Yes, many elderly are fragile. But, Sara says, many are not.

Better to think in terms of service, but it’s challenging to find ways to ease the social isolation of the elderly. Sara suggests gently pushing elderly friends to better understand the social possibilities of technology. With Zoom and FaceTime and other tech boosts, the elderly can be blessed with face-to-face conversations with their children, grandchildren, great-grandchildren and friends.

With a little help, a socially isolated senior can escape to a bigger, better social realm.

Here’s an example:

Sara’s father, Loren, 96, lives in a senior facility in Illinois. Loren recently asked his son Stan to help him stream worship service from Urbana Church of Christ. Lorn has faithfully attended the Urbana congregation several times a week for nearly 50 years.

Stan eagerly agreed to help his father, but it wasn’t easy. Stan owns a Mac. Loren owns a traditional PC. Stan is tech-savvy. Loren is not. Finally, after hours of labor by phone and further help from an Illinois friend, Loren joined in worship service via video.

Loren felt less alone, and Stan felt less helpless to aid his secluded father.

“We need to adapt to phone and other technology for awhile,” Sara says.

I know what some of you are thinking.

I don’t want to adapt to phone and other technology today or any day.

I know because I’m a tech skeptic. My three children live, for reasons that baffle me, in the foreign land known as Texas. We talk often by phone, but never added video to our conversations. For me, seeing my children while talking on the phone adds an uncomfortable almost to the conversation.
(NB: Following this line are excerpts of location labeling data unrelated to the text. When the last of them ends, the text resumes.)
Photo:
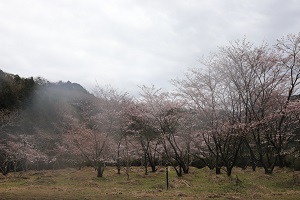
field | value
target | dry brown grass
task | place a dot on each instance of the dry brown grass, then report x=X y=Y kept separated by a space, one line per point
x=199 y=184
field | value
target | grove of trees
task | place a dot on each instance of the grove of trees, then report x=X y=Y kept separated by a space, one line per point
x=239 y=108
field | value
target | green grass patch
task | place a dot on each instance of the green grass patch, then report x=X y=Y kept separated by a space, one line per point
x=198 y=184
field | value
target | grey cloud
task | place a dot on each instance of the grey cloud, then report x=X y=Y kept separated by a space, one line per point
x=129 y=43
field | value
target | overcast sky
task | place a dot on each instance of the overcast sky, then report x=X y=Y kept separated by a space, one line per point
x=126 y=43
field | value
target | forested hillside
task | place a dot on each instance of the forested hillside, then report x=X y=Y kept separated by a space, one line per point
x=241 y=108
x=33 y=120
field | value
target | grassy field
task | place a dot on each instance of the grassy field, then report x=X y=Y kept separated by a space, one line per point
x=199 y=184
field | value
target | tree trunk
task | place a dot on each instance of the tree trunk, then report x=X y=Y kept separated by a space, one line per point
x=280 y=161
x=229 y=171
x=145 y=163
x=100 y=169
x=218 y=170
We’re almost together, but it’s only almost. For me, video would only add ache to our talks.

Sara encourages me — and you — to venture profitably and boldly into new tech destinations.

“One thing this crisis is doing is helping us explore a lot of tech we weren’t comfortable with,” she says. “It might help you cross a digital divide you haven’t crossed yet.”

During the stay-at-home order, Sara finds herself surprised and encouraged by the depth of video conferences or video phone calls.

She wishes she were sitting in her office talking with students literally face to face, but the video works as a substitute. Not as well, but almost as well.

“I’m intersecting with students in ways never thought I would before this crisis,” she says.

In video conferences, she can see the strain of a student struggling to understand a concept. She pays closer attention to voice tone.

Even as she looks forward to a return to normal, she marvels at what is possible in our time of crisis.

Don’t surrender to helplessness, she says. Reach out to a senior citizen in your life.